Service standards provide businesses with a clear indication of how long it will normally take to obtain a decision on regulatory authorizations. More than 400 timeliness service standards for 147 high-volume regulatory authorizations impacting business are now posted publicly, and regulators are beginning to post performance results against these standards. Results posted in 2014 show that regulators met their performance targets 93% of the time.
Service standards for high-volume regulatory authorizations

Service standards provide businesses with a clear indication of how long it will normally take to obtain a decision from a regulator, allowing stakeholders to factor these timelines into their planning. Departments and agencies are required to post service standards and service performance for high-volume regulatory authorizations (HVRAs) on their Acts and Regulations web pages. A high-volume authorization is a licensing, permit or certification process with 100 or more transactions per year. Service standards cover a range of sectors and business activities, from licensing off-track betting to issuing registration certificates under the Controlled Goods Program of Public Works and Government Services Canada.

  1. Section 7(e) of the Red Tape Reduction Act and section 6 of the Red Tape Reduction Regulations use the term "exemption". Previous scorecards referred to "carve-outs". The terminology from the Act and the Regulations is used throughout this document.

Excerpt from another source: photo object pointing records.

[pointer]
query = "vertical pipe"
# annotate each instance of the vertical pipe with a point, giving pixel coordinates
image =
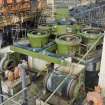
(1, 97)
(102, 70)
(23, 79)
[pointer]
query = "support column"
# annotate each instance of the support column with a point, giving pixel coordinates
(102, 70)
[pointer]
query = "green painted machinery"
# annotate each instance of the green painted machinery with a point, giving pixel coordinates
(91, 35)
(68, 45)
(38, 39)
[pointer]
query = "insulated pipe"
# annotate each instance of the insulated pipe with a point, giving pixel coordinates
(23, 68)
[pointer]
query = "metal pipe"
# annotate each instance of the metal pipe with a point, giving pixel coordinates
(13, 96)
(1, 97)
(23, 68)
(70, 72)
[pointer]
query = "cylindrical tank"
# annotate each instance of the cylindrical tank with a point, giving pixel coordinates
(38, 39)
(67, 88)
(68, 45)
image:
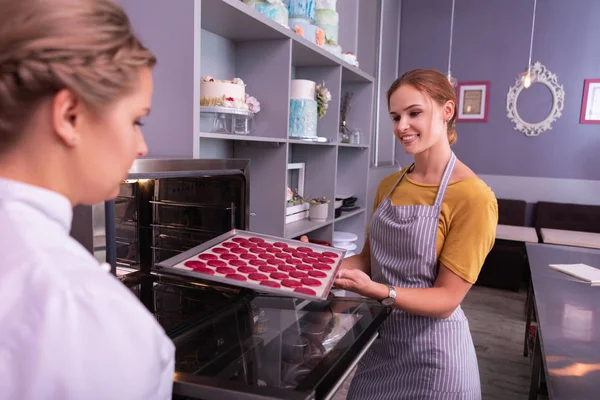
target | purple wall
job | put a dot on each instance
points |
(491, 42)
(168, 31)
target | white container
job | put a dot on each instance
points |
(302, 89)
(318, 212)
(339, 236)
(348, 246)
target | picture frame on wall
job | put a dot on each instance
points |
(590, 106)
(473, 99)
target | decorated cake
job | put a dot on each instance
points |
(215, 92)
(305, 28)
(303, 109)
(335, 50)
(302, 9)
(327, 4)
(350, 58)
(272, 9)
(328, 20)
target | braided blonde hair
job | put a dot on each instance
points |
(85, 46)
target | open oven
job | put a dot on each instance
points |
(230, 342)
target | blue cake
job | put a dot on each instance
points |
(303, 109)
(302, 9)
(276, 11)
(303, 118)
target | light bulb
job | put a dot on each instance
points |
(527, 81)
(451, 79)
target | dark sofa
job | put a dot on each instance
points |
(506, 265)
(570, 217)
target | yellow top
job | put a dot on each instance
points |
(467, 226)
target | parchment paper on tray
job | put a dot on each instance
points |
(263, 263)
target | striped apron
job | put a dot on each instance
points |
(415, 357)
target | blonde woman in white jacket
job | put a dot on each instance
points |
(75, 84)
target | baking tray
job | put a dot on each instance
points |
(243, 253)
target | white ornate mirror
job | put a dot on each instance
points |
(539, 74)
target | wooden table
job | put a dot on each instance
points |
(571, 238)
(516, 233)
(567, 342)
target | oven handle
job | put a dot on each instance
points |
(343, 378)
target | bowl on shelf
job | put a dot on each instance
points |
(226, 120)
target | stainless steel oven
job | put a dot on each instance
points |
(230, 342)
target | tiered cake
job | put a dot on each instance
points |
(302, 9)
(274, 9)
(303, 109)
(215, 92)
(328, 20)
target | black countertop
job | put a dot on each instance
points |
(238, 344)
(568, 321)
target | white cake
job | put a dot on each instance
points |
(350, 58)
(303, 109)
(223, 93)
(327, 4)
(329, 21)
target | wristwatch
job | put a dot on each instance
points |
(388, 301)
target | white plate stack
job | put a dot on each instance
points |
(346, 241)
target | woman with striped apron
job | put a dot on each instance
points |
(416, 357)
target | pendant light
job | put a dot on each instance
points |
(526, 78)
(451, 79)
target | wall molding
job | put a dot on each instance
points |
(533, 189)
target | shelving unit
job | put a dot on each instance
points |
(227, 39)
(237, 41)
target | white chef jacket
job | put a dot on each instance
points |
(69, 330)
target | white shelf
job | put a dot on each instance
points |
(303, 227)
(234, 20)
(296, 141)
(354, 146)
(245, 138)
(350, 214)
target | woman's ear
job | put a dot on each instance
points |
(448, 110)
(66, 111)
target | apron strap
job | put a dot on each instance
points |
(445, 179)
(399, 179)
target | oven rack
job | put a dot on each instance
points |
(193, 205)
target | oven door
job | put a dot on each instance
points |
(275, 347)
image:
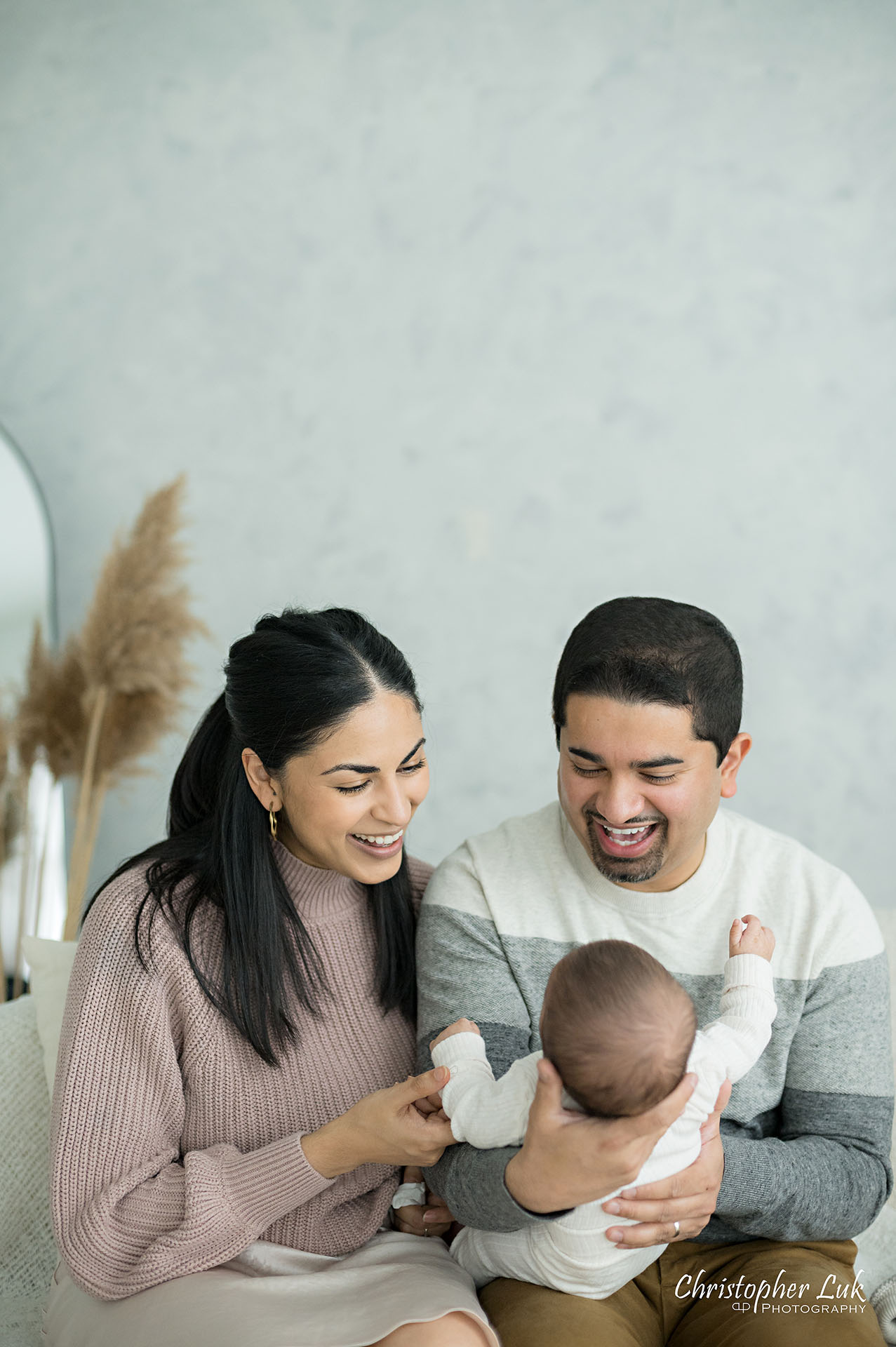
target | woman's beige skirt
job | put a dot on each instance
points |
(278, 1297)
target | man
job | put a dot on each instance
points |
(647, 706)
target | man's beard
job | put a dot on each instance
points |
(620, 869)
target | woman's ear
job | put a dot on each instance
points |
(263, 786)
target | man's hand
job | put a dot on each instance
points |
(569, 1159)
(688, 1198)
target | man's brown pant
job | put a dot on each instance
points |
(763, 1292)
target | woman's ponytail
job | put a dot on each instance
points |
(287, 685)
(203, 771)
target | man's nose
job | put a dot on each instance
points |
(619, 802)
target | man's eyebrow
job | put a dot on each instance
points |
(663, 761)
(364, 770)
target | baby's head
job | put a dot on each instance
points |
(617, 1027)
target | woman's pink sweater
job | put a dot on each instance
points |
(174, 1145)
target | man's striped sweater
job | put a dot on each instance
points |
(808, 1130)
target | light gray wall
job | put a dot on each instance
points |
(472, 316)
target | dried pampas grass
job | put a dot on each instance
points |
(116, 688)
(131, 651)
(51, 714)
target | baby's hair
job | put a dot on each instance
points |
(617, 1027)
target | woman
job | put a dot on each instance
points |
(227, 1129)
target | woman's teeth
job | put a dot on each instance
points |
(379, 841)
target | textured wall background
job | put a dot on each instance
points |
(472, 316)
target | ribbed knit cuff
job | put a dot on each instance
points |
(266, 1184)
(749, 970)
(744, 1190)
(460, 1047)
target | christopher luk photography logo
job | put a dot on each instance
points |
(779, 1297)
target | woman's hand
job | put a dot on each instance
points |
(686, 1199)
(569, 1159)
(383, 1128)
(432, 1219)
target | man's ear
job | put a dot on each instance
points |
(742, 744)
(263, 786)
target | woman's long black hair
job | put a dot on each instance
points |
(290, 682)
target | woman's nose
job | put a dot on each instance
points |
(392, 803)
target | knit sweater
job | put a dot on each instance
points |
(808, 1130)
(174, 1145)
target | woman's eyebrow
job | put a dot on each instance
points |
(364, 770)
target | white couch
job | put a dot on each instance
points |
(29, 1042)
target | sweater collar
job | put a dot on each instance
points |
(701, 885)
(319, 894)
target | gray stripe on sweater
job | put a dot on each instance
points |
(515, 967)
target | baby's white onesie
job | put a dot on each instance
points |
(573, 1253)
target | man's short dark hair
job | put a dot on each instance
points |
(654, 650)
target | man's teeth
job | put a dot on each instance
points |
(625, 837)
(380, 841)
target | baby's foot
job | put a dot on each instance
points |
(751, 937)
(458, 1027)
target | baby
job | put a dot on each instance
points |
(622, 1033)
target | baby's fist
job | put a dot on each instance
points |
(458, 1027)
(751, 937)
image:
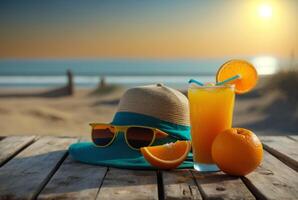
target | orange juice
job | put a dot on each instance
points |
(211, 112)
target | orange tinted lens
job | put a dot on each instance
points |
(138, 137)
(102, 137)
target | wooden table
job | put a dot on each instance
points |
(40, 168)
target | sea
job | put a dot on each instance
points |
(42, 73)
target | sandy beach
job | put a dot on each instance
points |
(36, 112)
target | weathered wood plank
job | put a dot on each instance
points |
(74, 180)
(10, 146)
(129, 184)
(25, 175)
(221, 186)
(273, 180)
(283, 148)
(180, 184)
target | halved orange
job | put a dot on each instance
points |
(167, 156)
(246, 70)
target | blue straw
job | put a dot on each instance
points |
(229, 79)
(196, 82)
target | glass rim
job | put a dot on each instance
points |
(194, 86)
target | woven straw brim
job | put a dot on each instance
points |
(157, 101)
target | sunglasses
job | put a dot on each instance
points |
(136, 137)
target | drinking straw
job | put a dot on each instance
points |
(229, 79)
(195, 81)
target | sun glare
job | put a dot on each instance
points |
(265, 11)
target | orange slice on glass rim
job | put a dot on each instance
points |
(248, 75)
(167, 156)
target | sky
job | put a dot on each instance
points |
(147, 29)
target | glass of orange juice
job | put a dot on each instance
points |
(211, 112)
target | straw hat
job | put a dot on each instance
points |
(157, 101)
(156, 106)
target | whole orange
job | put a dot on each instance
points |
(237, 151)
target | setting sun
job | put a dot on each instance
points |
(265, 11)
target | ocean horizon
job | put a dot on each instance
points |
(42, 73)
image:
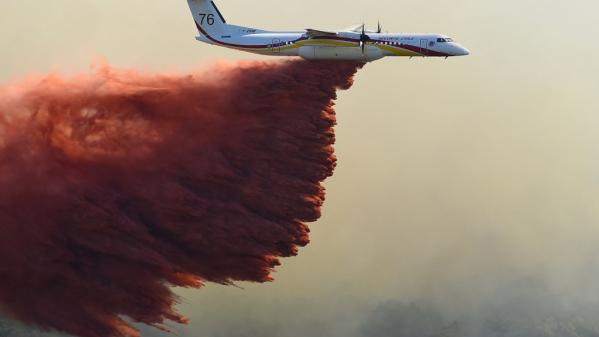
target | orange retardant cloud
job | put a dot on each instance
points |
(117, 185)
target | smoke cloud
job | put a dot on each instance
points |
(118, 185)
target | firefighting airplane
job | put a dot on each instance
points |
(355, 43)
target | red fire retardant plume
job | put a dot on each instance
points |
(118, 185)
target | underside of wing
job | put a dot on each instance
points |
(317, 33)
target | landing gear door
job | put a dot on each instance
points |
(276, 46)
(424, 47)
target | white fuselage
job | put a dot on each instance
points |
(317, 45)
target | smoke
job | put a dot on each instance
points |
(118, 185)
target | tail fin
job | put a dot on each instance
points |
(208, 18)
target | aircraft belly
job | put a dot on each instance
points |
(340, 53)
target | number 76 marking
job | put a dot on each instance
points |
(208, 18)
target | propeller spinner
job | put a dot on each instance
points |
(365, 37)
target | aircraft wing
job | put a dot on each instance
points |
(316, 33)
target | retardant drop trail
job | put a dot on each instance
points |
(117, 185)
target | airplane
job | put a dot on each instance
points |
(352, 44)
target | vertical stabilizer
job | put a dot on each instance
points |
(209, 20)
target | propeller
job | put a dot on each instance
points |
(364, 38)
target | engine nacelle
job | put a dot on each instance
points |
(341, 53)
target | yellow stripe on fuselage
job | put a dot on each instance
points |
(392, 49)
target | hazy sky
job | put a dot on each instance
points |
(455, 176)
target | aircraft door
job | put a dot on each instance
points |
(276, 45)
(424, 47)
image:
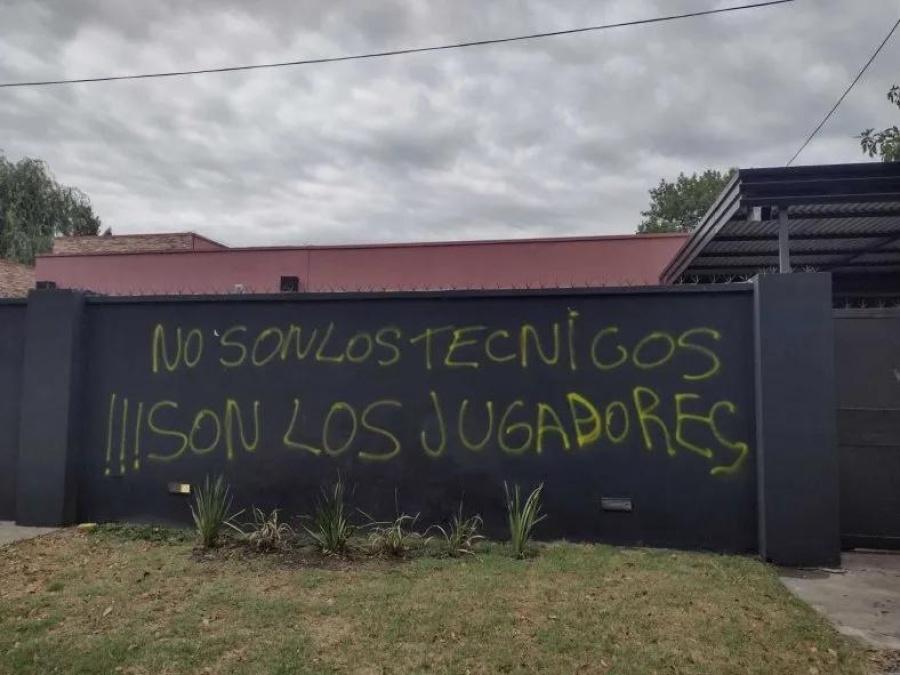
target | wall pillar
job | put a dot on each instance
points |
(797, 455)
(49, 421)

  2. Of the 328 final regulations, these percentages are based on the 291 that fell within the scope of the rule.
  3. In the previous two scorecards, it was indicated that the number of carve-outs (exemptions) for 2012–13 was eight regulations. Subsequent analysis has revealed that one regulation, the Regulations Amending the Income Tax Regulations (Part XLIX – Qualified Investments) (SOR 2012-270), had not been reflected. The updated figure of nine is used in this scorecard.
  4. These are regulatory titles repealing other regulations, and therefore had no incremental administrative burden impact regarding the one-for-one rule.
  5. The 2013–14 scorecard indicated a total of 23 regulations with administrative impacts on business in 2013–14. A footnote to the table in that scorecard clarified that one regulatory package contained two regulations, thus accounting for 24 total regulations with business impacts. The 2013–14 figures in this scorecard have been adjusted to reflect this.
  6. Figures in the table are rounded from 98,192 hours in 2012–13, 165,218 hours in 2013–14, and 80,288 hours in 2014–15. The total for three years is 343,698 hours.